Kendinden ve kibrinden emin bir şekilde bütün kamusal alanları kontrol ederek bir zafer ve fetih zamanı inşa etmeye çalışan muktedirler, kendi dışlarında kalan grupları çoğu durumda dikkate alınmayacak ve hatta gerekirse kurban edilecek varlıklar olarak görerek ortak asgari bir zamansallığın bütün imkânlarını da tüketiyorlar. Kendi mutlu zamanlarının fantastik zaferleri onları toplumun zamansal parçalanmışlığını görmekten alıkoyuyor. Bu hal, iktidarın kurmaya yeltendiği zamanı mutlaklaştırarak ve homojenleştirerek başka zamanların ayırdına varılmasını imkânsız kılıyor. Tam da bu imkânsızlık iktidarın ve muktedirlerin zamanının kısıtlılığını ve gelip geçiciliğini damgalıyor. Şüphesiz imgesel düzeyde sarhoşlukla kurulan bu fantezi zamanı Lacancı manada Gerçek’in kendisini en sonu hissettirmesiyle birlikte şoka uğrayacak ve kendi kısmiliğini anlayacaktır.
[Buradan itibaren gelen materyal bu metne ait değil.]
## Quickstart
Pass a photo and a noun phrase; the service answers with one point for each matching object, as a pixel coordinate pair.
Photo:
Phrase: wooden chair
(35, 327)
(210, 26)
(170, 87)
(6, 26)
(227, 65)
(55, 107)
Zamanın ürettiği baskı ve duygulanımlar belki de en çok muhalifler tarafından deneyimleniyor. Muhalifler yorgunluk, bıkkınlık ve tekrarın tekrarından usanmış bir haleti ruhiye içinde inşa edemedikleri kamusallığın onların üzerine bir karabasan gibi çökerek kendi zamanlarını buharlaştırmasını deneyimliyorlar. Muhalifin zamanı iki defa parçalanmış durumda. Muhalif, ilk olarak topluma kayıtlı olan ve silinemez bir zamansal parçalanmışlığı deneyimler. İkinci olarak da kendi zamanını kuramadığı ölçüde kendi zamanının bizzat parçalanmışlığı içinde kalır. Onca şikâyet, onca keder ve dert bu zamansal sıkışmışlığın yansımalarından başka ne olabilir ki! Paolo Rossi’nin belirttiği üzere: “Derin bir bunalıma, kabul edilemez bir şimdiki zaman duygusu karşısındaki sıkıntıya, insani şeylerin yararsızlığı ya da önüne geçilemez bir felaket beklentisi ile tepki gösterilebilir. Ama aynı zamanda, bir büyük değişimler çağında yaşandığı izleniminin umuda yol açması da olasıdır…”[1] Zamanın seyrini tersine çevirme ve onu bir umut zamanı haline getirme ancak yitirilmiş ve kaybedilmiş kamusallığın yeniden inşasıyla imkân haline gelecek olan kamusal zamanların peşinde giderek mümkün olabilir.


[1] Paolo Rossi, Gemi Batıyor, Seyreden Yok, Dost Kitabevi, Ankara, 2002.